Insieme a lui, resta in carcere anche l’avvocato Malek Adly, ritenuto colpevole di aver incitato gli egiziani a criticare, con manifestazioni di strada, il dono con il quale presidente Abdel Fattah al-Sisi ha deciso di omaggiare la casa regnante saudita: ovvero i due isolotti del Mar Rosso di Tiran e Sanafir.

Oltre alle accuse ufficiali del momento,in entrambi i casi pesa il fatto cheAdly e Abdallah siano due attivisti da anni invisi al regime di turno e ora ancora più ingombranti visto l’aiuto dato alla famiglia e ai legali di Giulio Regeni che cercano di fare luce sulla tragica morte del giovane ricercatore.

Giornalisti in rivolta
Questi eventi, arrivati alle nostre orecchie perché vicini a un caso a cui siamo più sensibili, sono in realtà la cartina di tornasole dell’ennesima ondata repressiva che sta attraversando l’Egitto di Al-Sisi e che nelle ultime settimane ha preso di mira soprattutto la libertà di stampa. A mostrarlo è stato, la settimana scorsa, l’arresto di Yehia Qalash, presidente del sindacato dei giornalisti. Gesto, quest’ultimo, che ha messo a nudo la battaglia tra ministero degli Interni e sindacato. Uno scontro che sta toccando un apice mai raggiunto prima nella storia dell’Egitto repubblicano.

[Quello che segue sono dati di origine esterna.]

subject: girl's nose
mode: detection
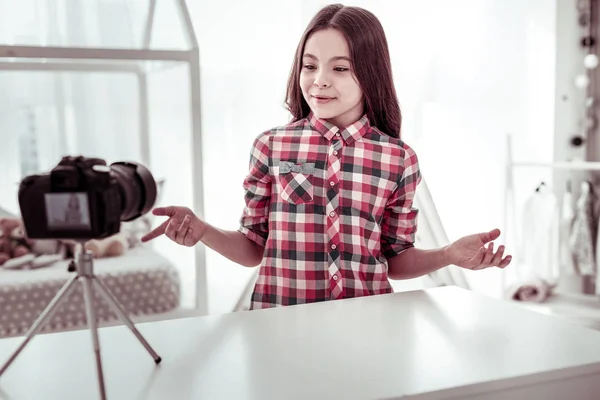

La miccia che ha aperto lo scontro con il sindacato dei giornalisti è stata il raid con il quale, il 1° maggio, la polizia ha fatto irruzione nella sede della corporazione per arrestare Mahmoud al-Sakka e Amr Badr. Questi giornalisti (entrambi fondatori, nel 2015, di Bidaia, il movimento - in fretta bandito - che da mesi chiedeva la ristrutturazione del ministero degli Interni e l’abolizione della severa legge sulle manifestazioni) avevano organizzato un sit-in di protesta contro le precedenti retate con le quali la polizia aveva cercato di azzittire quanti criticavano la cessione di due isolotti del Mar Rosso.

Dopo questa inedita retata, unica lungo il Nilo,Qalash aveva indetto un’assemblea sindacale durante la quale sono state prese una serie di decisioni per portare avanti la protesta contro il ministero degli Interni, il vero obiettivo di quasi tutti i manifestanti egiziani che negli ultimi mesi hanno trovato il coraggio di tornare in strada.

Ma ancora prima di combattere contro quello che è ritenuto il nemico esterno, i giornalisti devono fare i conti in casa propria. L’ala del sindacato più lealista al regime, quella che da mesi si limita a pubblicare o a leggere le veline del governo, ha infatti convocato un’altra assemblea per prendere le distanze “da quanti vogliono trasformare il sindacato in un partito politico”.

Visto dai corridoi dei sindacati, lo scontro fratricida - ben evidente dalle diverse titolazioni dei media statali rispetto a quelle dei media privati che ora, dopo un paio di anni di allineamento, tornano a fare sentire la loro voce - sembra aver consegnato la vittoria all’ala rivoluzionaria. Ma potrebbe trattarsi di una vittoria di Pirro. A mostrarlo non è solo la fine fatta da Qalash, ma anche le dinamiche all’interno dell’ambiente mediatico egiziano.

Lifting di regime
Solo nelle ultime due settimane, si è assistito ad acquisizioni e fusioni di canali televisivi di tale importanza che si può parlare di un vero e proprio rimodellamento della mappa multimediale egiziana. Un restyling che sembra in realtà un lifting di regime.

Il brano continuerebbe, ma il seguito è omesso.